I sold most of my gamecube games except for my first gamecube game, Sonic Adventure 2 Battle, and the last game I ever bought for the system, Metal Gear Solid: The Twin Snakes. Thinking back to when I sold my games they weren't worth much but now a days they're more expensive to buy used. For example I sold Phantasy Star Online and well.. now it's like reallly freakin expensive.


----------



## Deleted User (Jul 15, 2016)

I honestly didn't have that many favorite GC games. The GC was a okay at best console. I don't own any games but I still play Melee, FE: Path of Radiance, Luigi's Mansion.


----------



## leon315 (Jul 15, 2016)

still have MGS twin snakes 

feel free to die in jealous :XD:


----------



## VinsCool (Jul 15, 2016)

leon315 said:


> still have MGS twin snakes
> 
> feel free to die in jealous :XD:


I have it too.
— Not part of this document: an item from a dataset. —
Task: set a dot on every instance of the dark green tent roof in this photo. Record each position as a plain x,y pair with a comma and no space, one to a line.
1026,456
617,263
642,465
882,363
Should I be jealous?


----------



## Vanth88 (Jul 15, 2016)

VinsCool said:


> I have it too. Should I be jealous?



Depends on which version you own? original black label or players choice version? God help you if you have the players choice version...


----------



## VinsCool (Jul 15, 2016)

Vanth88 said:


> Depends on which version you own? original black label or players choice version? God help you if you have the players choice version...


----------



## Vanth88 (Jul 15, 2016)

VinsCool said:


> [insert large picture here]



Good... gooood... truth be told though I had no idea there was a players choice version until I looked up prices like 30 minutes ago. I bought mine for like $30 but now it's about double the price regardless of which version it is.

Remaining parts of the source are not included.